In rehabilitation, remember early. Ankle mobilization, decreased stiffness, increase your proprioception. Get good muscular control with the [Bob Sport] [24:08] trampoline, whatever you can do to get that proprioception back and then muscle strength. Toe raises, TheraBand, and some of the key to the success and rehabilitation is early active or passive range of motion, and isometric contractions.
So remember that sometimes they can't passively do it – actively do it so get them to do – get passive range of motion, but at least there's movement. Just some examples of some of the techniques that are used, just quickly. And then acupuncture, I've known people to get acupuncture to their ankles. I walked into my house one day and I saw my son sitting there with these needles sticking out of his foot. I'm like, "What are you doing?"
He goes, "Oh, I have a really bad ankle sprain." And my daughter who's a chiropractic said, "She stuck these needles in me." I go, "Are you okay?" He goes, "I feel great." I'm like, "Okay, let me take a picture of that." So acupuncture is something that I don't know anything about really, except that it does work for soft tissue injuries.
Chronic lateral ankle instability. I'm not going to belabor this. Remember that the exam is the same. The thing that you want to do is if you have someone who's been constantly giving out or giving way, and they've had several ankle sprains, you might have to change your treatment plan a bit, and you want to make sure that the peroneals are strong and/or not torn. And an MRI would be a god way to actually evaluate that.
Surgical intervention is used for failed conservative measures. You need to make sure that you consider rehabilitation, orthotic devices, tapings, bracings, and you want to make sure the mechanical instability is actually relieved. And you may go to surgery if there's a daily activity compromise. They can't do what they used to do.
People come in very upset because now they can't run, they can't jump. They can't play basketball. They can't go to play soccer and that's the time for surgery to be considered. And then, just I'm going to go pass this because we'll go – but there's primary anatomic repair. There's stabilization and reconstruction where you have tenodesis with the use of other ligamentous or tendon structures.
And remember that arthroscopy is an alternative. There are a lot of guys doing ankle ligament repair through arthroscopy. I honestly can tell you that I'm not very well-trained in that and I'd rather open it up for 50 minutes and fix it as opposed to trying to struggle through the scope, so I don't. But I can identify problems with the scope. I go in and clean out the ankle for synovitis. But to do the ligament repair, I'm not – I would rather open it.

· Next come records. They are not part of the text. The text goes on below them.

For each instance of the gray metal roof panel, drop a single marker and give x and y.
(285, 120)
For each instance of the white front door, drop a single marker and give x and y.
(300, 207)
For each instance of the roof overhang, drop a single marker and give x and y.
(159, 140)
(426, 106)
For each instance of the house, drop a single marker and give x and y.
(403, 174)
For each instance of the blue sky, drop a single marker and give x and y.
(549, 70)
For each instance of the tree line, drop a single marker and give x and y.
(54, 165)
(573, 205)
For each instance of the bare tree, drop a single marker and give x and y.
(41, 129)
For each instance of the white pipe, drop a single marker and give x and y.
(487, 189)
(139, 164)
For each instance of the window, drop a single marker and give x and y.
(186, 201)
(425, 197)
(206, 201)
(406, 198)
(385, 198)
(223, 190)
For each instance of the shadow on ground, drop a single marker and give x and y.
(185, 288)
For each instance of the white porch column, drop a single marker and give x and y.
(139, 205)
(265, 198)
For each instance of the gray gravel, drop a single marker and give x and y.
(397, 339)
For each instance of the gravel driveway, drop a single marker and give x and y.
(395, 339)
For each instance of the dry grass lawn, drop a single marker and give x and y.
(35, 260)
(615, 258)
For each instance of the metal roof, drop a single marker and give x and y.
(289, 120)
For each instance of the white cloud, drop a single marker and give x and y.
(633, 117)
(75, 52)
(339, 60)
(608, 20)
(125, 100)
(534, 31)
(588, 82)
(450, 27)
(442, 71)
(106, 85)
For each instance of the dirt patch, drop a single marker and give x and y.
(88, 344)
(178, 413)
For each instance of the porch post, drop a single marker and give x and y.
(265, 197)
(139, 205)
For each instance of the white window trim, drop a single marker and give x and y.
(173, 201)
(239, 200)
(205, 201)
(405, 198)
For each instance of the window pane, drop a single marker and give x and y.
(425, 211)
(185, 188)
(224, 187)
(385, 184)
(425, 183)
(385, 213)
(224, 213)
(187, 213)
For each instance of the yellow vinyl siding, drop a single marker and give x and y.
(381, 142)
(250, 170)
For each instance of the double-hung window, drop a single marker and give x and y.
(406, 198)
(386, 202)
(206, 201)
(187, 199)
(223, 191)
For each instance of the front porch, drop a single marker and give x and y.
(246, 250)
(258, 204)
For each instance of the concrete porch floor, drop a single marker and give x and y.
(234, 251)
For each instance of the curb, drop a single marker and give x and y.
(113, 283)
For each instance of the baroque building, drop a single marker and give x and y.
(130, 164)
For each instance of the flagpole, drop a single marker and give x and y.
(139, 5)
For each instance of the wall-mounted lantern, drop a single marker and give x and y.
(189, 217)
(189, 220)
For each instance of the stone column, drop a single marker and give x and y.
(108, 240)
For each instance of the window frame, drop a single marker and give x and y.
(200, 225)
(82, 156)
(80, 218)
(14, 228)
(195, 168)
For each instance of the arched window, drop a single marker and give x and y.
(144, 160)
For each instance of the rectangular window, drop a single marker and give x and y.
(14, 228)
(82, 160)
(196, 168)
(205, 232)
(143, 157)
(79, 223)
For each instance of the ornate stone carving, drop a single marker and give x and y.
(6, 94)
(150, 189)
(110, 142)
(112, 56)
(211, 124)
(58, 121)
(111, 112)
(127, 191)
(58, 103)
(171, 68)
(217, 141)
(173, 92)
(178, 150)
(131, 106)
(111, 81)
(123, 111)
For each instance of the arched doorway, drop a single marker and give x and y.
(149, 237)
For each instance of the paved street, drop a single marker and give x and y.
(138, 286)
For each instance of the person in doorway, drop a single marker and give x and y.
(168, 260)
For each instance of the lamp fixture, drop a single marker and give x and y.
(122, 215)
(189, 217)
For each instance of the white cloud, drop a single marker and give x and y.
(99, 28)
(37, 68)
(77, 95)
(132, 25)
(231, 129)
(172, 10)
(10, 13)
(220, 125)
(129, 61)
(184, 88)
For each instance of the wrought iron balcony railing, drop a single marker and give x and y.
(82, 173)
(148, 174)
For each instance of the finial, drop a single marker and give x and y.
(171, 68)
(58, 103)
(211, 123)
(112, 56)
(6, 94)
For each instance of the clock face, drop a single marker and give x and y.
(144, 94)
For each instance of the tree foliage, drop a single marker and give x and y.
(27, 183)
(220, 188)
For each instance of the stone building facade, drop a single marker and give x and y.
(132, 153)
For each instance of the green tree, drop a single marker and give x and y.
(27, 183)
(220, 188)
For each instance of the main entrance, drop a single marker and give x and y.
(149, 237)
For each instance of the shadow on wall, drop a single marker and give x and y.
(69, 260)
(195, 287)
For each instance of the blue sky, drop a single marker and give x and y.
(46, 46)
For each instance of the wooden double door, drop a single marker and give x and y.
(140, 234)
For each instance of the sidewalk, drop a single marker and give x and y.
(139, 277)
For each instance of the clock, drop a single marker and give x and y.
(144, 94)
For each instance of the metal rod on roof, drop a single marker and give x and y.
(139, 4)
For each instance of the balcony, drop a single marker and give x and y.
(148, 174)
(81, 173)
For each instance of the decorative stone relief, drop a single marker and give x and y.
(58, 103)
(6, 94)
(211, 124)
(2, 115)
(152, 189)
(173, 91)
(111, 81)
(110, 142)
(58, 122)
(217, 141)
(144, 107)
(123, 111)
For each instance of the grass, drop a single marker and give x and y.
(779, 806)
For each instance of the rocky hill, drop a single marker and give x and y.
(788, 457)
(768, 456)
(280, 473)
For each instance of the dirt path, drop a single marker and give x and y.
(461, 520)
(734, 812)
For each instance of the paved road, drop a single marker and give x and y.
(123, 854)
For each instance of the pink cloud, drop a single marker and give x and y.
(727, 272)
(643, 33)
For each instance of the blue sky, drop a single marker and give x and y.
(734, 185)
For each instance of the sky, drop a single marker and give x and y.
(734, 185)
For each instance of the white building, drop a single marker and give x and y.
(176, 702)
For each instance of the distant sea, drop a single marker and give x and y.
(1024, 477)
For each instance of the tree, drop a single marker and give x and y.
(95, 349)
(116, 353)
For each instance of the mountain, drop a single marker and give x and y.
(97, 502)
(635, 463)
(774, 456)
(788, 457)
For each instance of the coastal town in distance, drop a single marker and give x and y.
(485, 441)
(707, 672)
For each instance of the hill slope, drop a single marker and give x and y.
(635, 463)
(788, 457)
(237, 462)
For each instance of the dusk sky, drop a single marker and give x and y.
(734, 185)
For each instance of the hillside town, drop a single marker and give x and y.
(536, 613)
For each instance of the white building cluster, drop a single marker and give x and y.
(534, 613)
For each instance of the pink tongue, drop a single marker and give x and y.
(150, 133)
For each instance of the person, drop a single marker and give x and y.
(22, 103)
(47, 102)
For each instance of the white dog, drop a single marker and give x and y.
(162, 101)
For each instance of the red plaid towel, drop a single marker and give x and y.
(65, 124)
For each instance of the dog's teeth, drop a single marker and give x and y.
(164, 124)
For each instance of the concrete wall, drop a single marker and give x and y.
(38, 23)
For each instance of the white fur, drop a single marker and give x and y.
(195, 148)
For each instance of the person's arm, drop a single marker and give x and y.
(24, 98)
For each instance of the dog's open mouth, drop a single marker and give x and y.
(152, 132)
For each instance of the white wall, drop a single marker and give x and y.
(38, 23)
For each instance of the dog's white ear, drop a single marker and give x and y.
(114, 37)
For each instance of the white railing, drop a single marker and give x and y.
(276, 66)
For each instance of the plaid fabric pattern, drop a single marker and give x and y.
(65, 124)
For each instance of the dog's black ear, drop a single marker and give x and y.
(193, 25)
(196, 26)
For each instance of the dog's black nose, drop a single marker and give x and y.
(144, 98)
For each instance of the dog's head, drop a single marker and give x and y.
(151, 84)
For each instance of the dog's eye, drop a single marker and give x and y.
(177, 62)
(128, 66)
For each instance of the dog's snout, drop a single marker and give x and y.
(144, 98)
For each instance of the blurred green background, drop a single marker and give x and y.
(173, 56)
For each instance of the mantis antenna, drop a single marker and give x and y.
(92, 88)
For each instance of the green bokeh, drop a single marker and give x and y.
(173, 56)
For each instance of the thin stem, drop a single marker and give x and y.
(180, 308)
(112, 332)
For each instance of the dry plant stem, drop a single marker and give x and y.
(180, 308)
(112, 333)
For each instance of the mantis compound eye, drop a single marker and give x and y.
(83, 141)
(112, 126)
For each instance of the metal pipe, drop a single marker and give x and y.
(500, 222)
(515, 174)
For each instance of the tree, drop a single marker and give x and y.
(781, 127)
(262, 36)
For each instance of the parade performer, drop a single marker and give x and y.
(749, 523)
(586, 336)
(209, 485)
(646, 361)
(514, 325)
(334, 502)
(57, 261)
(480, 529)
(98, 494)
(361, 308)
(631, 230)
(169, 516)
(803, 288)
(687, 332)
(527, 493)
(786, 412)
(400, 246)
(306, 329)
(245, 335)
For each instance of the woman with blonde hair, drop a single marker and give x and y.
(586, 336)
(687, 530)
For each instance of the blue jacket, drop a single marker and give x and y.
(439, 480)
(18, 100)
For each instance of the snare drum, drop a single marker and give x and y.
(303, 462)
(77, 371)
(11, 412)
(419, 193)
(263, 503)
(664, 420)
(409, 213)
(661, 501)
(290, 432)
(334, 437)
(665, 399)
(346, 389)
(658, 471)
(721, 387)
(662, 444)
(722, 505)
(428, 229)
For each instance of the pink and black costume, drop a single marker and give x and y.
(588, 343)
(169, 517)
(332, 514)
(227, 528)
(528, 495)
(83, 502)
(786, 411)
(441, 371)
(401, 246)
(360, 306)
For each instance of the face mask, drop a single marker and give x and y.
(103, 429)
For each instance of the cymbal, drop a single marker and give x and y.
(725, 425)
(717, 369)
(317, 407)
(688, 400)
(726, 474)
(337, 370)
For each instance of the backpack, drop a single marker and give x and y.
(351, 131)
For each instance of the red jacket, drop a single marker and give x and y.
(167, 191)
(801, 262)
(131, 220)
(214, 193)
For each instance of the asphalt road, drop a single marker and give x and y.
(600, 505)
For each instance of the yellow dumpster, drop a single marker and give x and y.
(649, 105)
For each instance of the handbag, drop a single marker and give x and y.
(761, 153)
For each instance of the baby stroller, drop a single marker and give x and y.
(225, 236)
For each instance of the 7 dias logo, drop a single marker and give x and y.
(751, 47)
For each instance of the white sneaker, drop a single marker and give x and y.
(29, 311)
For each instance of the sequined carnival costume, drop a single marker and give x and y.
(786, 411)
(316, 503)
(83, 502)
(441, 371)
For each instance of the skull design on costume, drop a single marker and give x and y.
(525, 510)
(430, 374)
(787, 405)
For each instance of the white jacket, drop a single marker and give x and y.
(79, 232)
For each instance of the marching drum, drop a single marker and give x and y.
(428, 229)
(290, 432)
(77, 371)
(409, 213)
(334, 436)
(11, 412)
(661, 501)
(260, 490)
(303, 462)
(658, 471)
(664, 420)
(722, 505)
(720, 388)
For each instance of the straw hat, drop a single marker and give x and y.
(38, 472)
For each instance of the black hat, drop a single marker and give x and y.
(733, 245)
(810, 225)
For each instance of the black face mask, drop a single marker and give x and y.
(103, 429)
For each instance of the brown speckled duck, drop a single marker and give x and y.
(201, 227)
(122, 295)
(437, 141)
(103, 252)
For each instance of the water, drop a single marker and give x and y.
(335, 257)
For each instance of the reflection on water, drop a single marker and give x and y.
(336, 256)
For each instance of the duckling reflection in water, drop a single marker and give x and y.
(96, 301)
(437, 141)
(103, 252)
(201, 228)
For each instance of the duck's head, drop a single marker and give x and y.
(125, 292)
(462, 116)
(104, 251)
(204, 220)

And then, just remember there's a primary anatomic repair. There's the end to end approach in acute injuries and in most – common in the athlete. And then, the postop protocol for those types is splinting with ankle at the ankle for 90 degrees. Foot is slightly everted, non-weight bearing at least two weeks. Early active motion. You avoid inversion for approximately four to six weeks with passive and active range of motion, physical therapy and back to full activity.
Some of the complications are residual instability, non-physiological ankle mechanics, which cause them to have other problems maybe even ankle joint arthritis, stiffness. I've seen overtightening of an ankle ligament, which is he worse because now, they can't move. They have chronic pain. There's abnormal subtalar motion, nerve pairs. There's nerve injuries, stiffness and sometimes RST, so just be aware that these things can occur.